As if that had ever troubled me before.
Shutting my book, I grabbed my bag off the floor and began to shove my supplies inside. I barely paused to close the sticky zipper of my pencil case, contents clattering against each other inside.
“Hey, Lu, wait up. Where are you going?”
I continued to pack. I forced myself not to glance toward the voice across the table, laced with confusion.
Why should I act like he was even there?
He certainly hadn’t looked back at me today. Who knew what else he was doing behind my back after I took a chance to think he could be a good human being?
Ugh.There was the pitiful hurt again. I could hear it lacing my own traitorous thoughts. I shouldn’t care, yet I did.
I cared. One night with Ryan, and it’d sent three years of hate-filled walls crashing down.
“Luella.”
My full name made my eyes turn upward of their own accord. “Oh, Ryan, right?”
“Funny.” He looked me up and down.
I huffed. My hands braced on either side of my final two notebooks.
My one pen was still stuck between the pages of my book of shadows. I had to pause to carefully take it out so that ink wouldn’t get everywhere, slowing my retreat.
“I don’t get why you’re acting like this toward me.” Ryan stepped around the table.
I raised my eyebrows, finally getting my pen free and everything stacked up in a nice pile. “You’re kidding, right?”
“No.”
“Then, maybe you do need more than a tutor.”
He scoffed. “Can’t you just tell me what I did wrong?”
“You …”
It was going to sound so outrageous, coming out of my mouth, and I knew it. I’d told myself this for the past five minutes. Yet here we were. Another hysterical woman with her feelings hurt.
So be it.
“Have you been the one spreading the rumors?” I asked.
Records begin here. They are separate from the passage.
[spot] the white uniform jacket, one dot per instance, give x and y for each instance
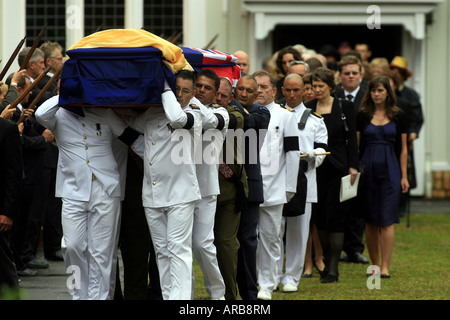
(280, 156)
(169, 169)
(215, 126)
(313, 137)
(85, 149)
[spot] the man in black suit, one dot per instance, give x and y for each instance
(34, 68)
(10, 179)
(256, 117)
(52, 56)
(52, 231)
(352, 88)
(26, 233)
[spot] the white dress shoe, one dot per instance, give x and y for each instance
(264, 295)
(289, 287)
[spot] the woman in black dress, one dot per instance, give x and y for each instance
(382, 136)
(343, 160)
Understanding dawned on him. “Is that what’s bothering you?”
That wasn’t an answer.
“No, Lu. I’m not spreading rumors about you. People saw us, but I didn’t think that you’d care so much.”
“You didn’t say hello,” I said.
“I didn’t say …” Ryan cocked his head.
“You looked right at me today in the science building. I was with Vadika,” I reminded him, as if he’d forgotten that as well. “It was as if you had no idea who I was.”
“I didn’t think you’d want me to.”
Why wouldn’t I want that? A few good reasons popped to my mind immediately. Like the fact that I never talked to anyone in class unless there was a group project or I needed the notes from a day I’d missed. That was a reason. Still, it didn’t matter.